A historic limestone kiln along the Susquehanna Trail in Manchester Township is in the limelight after a passing motorist noticed accelerated deterioration of a wall that is a few feet from the southbound lane, according to Dave Thompson, a spokesperson from PennDOT.

On Monday, it was apparent that large blocks of stone had fallen out of the face of the kiln and metal rails that support the center of the structure were bulging.

Last week, PennDOT cleared years of trees and brush from the site in preparation for demolition, opening up the view and showing the extent of the deterioration.

According to Bill Einsig, of the Manchester Historical Society, the kiln was part of the Jacob Loucks farm in 1860. Loucks bought the land in 1794. Einsig adds that “the source of the limestone for the kiln came from a pit just south of the kiln, probably in the area of the Reilly Veterinary office today.”

The limestone kiln along the Susquehanna Trail in Manchester Township
The limestone kiln along the Susquehanna Trail in Manchester Township

In speculating the business purpose of the kiln Einsig adds that, “there's no evidence this kiln was part of a larger commercial venture. Like many kilns, it was built to produce agricultural lime for the surrounding fields, but it's also likely some of the finished lime found its way to neighboring farms. However, P. A. & S. Small owned land nearby in the latter part of the 19th century, so it's possible the kiln could have been part of that large operation.

The products of the kilns were also used as a construction material to make products like mortar, whitewash and plaster.

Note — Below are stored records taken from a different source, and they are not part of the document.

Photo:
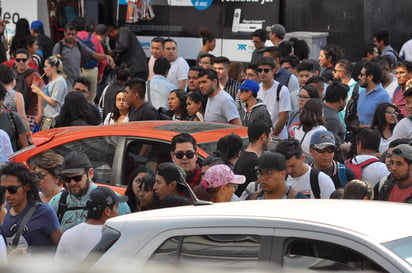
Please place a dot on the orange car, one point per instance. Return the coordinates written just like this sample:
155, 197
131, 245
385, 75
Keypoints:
114, 149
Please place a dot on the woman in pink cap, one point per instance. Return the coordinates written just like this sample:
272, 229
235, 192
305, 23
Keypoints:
218, 184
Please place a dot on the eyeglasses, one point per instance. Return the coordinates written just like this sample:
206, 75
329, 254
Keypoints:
264, 173
180, 155
266, 70
303, 97
68, 179
21, 60
40, 175
391, 113
84, 91
10, 189
328, 150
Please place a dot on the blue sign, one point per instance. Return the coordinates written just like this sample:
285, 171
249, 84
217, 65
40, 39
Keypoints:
202, 4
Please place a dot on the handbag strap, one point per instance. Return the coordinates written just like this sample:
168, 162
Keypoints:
26, 218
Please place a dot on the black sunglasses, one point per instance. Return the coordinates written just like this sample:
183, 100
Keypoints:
40, 175
328, 150
180, 155
68, 179
21, 60
10, 189
266, 70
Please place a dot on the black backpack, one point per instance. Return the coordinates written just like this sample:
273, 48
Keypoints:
23, 88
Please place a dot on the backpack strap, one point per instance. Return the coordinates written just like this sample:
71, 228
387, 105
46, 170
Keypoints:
314, 182
342, 174
278, 91
62, 205
23, 223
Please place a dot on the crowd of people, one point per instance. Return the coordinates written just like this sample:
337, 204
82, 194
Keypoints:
344, 129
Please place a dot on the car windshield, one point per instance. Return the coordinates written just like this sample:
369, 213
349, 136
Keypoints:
402, 248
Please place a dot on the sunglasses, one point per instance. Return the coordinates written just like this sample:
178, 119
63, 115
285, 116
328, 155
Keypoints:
68, 179
180, 155
10, 189
266, 70
21, 60
328, 150
40, 175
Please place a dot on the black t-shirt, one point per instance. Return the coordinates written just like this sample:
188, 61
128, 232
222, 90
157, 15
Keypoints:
145, 112
245, 165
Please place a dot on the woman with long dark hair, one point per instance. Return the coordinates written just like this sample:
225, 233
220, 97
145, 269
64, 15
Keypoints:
120, 112
311, 120
195, 106
177, 104
384, 120
76, 111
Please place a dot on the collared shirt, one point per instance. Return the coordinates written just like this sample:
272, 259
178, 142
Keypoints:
367, 103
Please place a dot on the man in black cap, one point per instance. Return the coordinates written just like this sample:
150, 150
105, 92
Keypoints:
271, 172
76, 243
70, 205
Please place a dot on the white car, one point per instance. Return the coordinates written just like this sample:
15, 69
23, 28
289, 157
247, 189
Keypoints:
295, 235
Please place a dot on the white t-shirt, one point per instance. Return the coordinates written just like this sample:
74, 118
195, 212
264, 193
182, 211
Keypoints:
77, 242
302, 184
299, 134
374, 172
179, 70
273, 106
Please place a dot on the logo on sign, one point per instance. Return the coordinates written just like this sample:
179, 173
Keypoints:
241, 47
202, 4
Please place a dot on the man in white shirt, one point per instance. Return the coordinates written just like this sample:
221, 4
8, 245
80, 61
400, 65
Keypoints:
313, 183
277, 100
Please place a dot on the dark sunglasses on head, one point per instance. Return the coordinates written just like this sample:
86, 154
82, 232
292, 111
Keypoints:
21, 60
68, 179
40, 175
266, 70
328, 150
180, 155
10, 189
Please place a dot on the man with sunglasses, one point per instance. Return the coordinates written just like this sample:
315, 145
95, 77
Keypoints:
277, 101
322, 149
184, 154
70, 205
29, 223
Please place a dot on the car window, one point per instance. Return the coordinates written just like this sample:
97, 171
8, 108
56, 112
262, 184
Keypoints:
313, 255
100, 151
240, 252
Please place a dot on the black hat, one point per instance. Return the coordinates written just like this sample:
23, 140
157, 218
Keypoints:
271, 161
75, 162
103, 197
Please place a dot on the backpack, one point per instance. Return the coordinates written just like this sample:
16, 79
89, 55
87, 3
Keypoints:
88, 62
357, 168
23, 87
61, 210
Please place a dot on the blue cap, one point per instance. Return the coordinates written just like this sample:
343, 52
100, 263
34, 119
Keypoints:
322, 139
249, 85
37, 25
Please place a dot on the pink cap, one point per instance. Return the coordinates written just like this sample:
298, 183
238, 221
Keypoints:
220, 175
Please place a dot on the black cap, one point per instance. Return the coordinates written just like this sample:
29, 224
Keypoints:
75, 162
103, 197
271, 161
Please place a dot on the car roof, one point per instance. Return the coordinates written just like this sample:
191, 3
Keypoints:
161, 129
383, 221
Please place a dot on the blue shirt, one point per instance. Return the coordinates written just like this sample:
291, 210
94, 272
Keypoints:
367, 103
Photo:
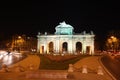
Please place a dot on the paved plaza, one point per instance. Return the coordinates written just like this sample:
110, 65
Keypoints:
92, 64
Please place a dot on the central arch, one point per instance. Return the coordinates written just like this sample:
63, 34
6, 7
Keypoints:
64, 47
78, 47
51, 47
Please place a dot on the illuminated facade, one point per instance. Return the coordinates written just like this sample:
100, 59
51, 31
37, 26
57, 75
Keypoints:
65, 41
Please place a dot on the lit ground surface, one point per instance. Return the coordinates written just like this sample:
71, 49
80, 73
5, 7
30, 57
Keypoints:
91, 62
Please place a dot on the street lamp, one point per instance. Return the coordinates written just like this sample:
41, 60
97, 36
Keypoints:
113, 43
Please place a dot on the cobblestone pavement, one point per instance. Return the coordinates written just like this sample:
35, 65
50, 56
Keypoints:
92, 64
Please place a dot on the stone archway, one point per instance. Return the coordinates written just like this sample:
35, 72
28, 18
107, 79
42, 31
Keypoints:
64, 47
88, 49
78, 47
42, 49
50, 47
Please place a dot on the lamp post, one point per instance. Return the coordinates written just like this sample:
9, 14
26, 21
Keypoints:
113, 43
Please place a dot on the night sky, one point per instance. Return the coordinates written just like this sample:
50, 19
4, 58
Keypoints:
32, 17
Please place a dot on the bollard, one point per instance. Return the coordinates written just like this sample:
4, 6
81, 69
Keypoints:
84, 69
70, 69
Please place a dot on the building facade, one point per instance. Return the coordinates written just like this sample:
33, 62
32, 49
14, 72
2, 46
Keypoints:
65, 41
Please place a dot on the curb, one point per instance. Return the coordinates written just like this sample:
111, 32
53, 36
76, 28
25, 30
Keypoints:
106, 70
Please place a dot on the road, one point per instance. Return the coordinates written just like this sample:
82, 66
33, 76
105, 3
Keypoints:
113, 65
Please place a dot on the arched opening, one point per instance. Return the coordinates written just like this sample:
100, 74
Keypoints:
78, 47
88, 49
51, 47
42, 49
64, 47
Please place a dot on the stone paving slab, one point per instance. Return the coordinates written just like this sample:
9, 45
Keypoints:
91, 62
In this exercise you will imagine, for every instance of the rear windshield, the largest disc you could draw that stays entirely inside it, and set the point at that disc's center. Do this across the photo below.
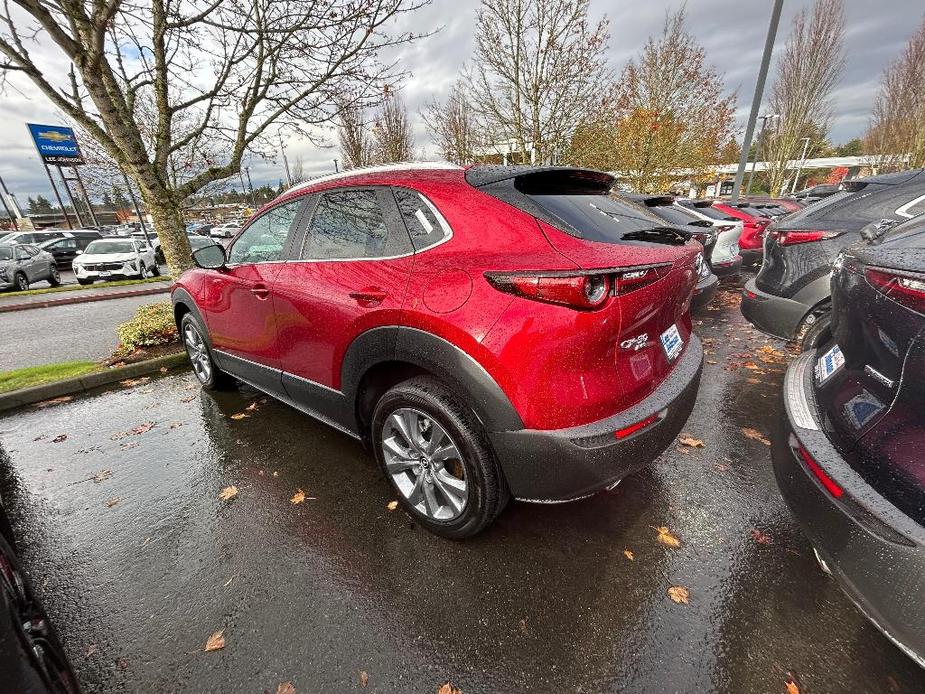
(608, 219)
(110, 247)
(713, 213)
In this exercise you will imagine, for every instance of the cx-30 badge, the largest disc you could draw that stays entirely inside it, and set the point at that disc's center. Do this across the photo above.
(635, 343)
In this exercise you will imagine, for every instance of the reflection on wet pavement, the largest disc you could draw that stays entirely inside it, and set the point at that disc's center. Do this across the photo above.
(148, 562)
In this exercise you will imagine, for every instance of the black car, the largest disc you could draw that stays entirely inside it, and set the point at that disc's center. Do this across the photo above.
(850, 454)
(789, 298)
(32, 660)
(69, 247)
(647, 207)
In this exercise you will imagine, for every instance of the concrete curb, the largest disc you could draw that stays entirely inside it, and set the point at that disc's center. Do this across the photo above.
(69, 386)
(81, 299)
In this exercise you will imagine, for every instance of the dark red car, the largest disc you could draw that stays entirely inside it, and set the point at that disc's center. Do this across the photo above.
(754, 223)
(489, 332)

Another kiln nearby:Gazebo built on historic limekiln in Springettsbury Township

In the past, the historical society had hoped to have it dismantled and rebuilt on park land, but lack of funding kept us from pursuing that idea. It’s the last known kiln left in the township. “The structure is being removed because it has become a hazard to the roadway. We do not have a timeframe as to when it will be removed,” Thompson said.